That computer is the "Muscle Car" of notebook computers. Many, many things are conspiring to cause it to throw a lot of heat. The fans were dramatically improved. Now they move about 40 percent more air -- but not enough to ensure users will not complain about them.
Intel is three years late producing the promised processors, and still has not done so. The current version was supposed to be a 7nm chip, but Apple was forced to use a 14 nm chip, which generates more heat than expected. In order to meet the performance goals, it has more cores than it should. In contrast, Apple's foundry for its A-series processors hit its mark and the chips in the newest IPhone will be 5nm chips.
When lightly loaded, it too-easily invokes Turbo Boost, (which in my option is just specsmanship), but that causes it to throw a huge burst of heat for no compelling reason.
The drive speed is a phenomenal 2500+ Mbytes/sec read and 2800+ MBytes/sec write. That's about 100 times faster than the drive in a MacBook Pro 2012. So if you run a third-party Virus scanner, the drive is so fast it does not suffice to slow down the rate of scanning your files. Third-Party Sync-ing Apps like DropBox, BackBlaze, iDrive, OneDrive, Google Drive and similar, when allowed to run at login, will chew up resources non-stop, and throw even more heat.

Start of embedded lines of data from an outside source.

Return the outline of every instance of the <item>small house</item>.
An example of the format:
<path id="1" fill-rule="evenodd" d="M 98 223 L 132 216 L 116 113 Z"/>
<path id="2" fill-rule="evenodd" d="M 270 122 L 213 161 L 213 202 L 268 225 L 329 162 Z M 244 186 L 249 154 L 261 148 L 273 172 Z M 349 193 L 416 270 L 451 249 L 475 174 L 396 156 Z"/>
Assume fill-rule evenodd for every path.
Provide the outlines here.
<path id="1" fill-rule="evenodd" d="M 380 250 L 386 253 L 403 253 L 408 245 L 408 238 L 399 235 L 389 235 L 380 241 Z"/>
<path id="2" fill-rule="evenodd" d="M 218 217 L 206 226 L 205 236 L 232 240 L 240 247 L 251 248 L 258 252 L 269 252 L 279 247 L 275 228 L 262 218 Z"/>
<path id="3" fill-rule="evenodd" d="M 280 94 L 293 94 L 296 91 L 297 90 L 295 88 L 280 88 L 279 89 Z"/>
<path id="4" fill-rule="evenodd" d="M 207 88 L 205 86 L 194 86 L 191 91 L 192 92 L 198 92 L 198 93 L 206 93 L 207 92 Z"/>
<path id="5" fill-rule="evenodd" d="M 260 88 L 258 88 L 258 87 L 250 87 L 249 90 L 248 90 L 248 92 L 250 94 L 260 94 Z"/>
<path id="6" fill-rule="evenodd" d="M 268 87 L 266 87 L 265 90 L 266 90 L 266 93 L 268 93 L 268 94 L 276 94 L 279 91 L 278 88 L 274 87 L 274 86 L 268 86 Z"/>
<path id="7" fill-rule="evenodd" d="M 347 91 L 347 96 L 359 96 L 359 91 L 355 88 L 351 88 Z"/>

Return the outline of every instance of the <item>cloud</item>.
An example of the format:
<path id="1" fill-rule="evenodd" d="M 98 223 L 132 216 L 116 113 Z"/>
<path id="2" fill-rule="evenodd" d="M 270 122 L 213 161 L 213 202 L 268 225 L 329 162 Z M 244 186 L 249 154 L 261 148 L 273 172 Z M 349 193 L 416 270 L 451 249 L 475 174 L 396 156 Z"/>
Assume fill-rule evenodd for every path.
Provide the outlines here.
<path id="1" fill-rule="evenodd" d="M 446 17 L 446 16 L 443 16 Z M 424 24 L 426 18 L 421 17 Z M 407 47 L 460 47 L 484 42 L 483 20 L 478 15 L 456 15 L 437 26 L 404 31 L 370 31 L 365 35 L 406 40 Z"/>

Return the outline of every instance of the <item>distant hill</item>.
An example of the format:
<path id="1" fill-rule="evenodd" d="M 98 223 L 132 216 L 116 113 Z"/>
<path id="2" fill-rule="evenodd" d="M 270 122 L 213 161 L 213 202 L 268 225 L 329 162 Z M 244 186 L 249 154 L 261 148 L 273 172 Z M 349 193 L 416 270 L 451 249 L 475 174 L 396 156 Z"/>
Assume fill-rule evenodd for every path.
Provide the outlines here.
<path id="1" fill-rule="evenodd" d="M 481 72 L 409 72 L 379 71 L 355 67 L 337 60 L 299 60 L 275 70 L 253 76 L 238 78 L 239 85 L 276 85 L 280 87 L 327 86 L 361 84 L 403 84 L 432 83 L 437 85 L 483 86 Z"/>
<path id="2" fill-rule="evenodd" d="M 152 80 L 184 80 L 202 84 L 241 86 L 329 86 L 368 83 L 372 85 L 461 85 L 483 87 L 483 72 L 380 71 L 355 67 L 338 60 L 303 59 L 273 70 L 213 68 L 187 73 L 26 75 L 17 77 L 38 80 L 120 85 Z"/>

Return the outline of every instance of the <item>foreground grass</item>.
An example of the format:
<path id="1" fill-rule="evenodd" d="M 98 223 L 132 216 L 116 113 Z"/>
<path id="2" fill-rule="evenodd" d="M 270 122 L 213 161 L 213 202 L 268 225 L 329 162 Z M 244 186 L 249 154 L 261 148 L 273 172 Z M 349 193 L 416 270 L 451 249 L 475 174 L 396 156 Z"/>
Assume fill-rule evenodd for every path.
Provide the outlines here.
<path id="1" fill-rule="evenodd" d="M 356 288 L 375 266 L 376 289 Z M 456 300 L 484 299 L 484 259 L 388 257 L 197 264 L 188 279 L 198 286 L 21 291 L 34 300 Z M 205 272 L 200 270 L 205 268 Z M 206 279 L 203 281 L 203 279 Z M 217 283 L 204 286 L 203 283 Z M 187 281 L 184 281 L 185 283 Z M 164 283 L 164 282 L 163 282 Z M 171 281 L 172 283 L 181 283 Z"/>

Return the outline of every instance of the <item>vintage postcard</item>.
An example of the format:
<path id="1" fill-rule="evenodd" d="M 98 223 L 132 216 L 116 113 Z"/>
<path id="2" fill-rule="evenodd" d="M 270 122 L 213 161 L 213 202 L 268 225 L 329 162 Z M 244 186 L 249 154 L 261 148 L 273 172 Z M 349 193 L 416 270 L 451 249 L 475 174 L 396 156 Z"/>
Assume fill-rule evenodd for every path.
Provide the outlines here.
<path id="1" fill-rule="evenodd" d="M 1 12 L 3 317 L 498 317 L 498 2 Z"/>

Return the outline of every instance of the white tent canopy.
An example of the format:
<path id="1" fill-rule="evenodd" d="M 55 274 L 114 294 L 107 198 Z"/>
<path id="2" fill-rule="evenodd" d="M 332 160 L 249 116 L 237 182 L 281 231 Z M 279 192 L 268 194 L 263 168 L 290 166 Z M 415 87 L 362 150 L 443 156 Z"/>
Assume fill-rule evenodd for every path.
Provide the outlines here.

Modest sized external displays (well under 4K) connected with DisplayPort (or its cousins ThunderBolt-display and USB-C display) do not tend to force the DDR6 display RAM into high-speed mode (which demands an additional 12 Watts of power). All others -- it depends on whether the combined Horizontal timing of all active displays can be satisfied using Low-speed/Low-power Display-RAM mode or not.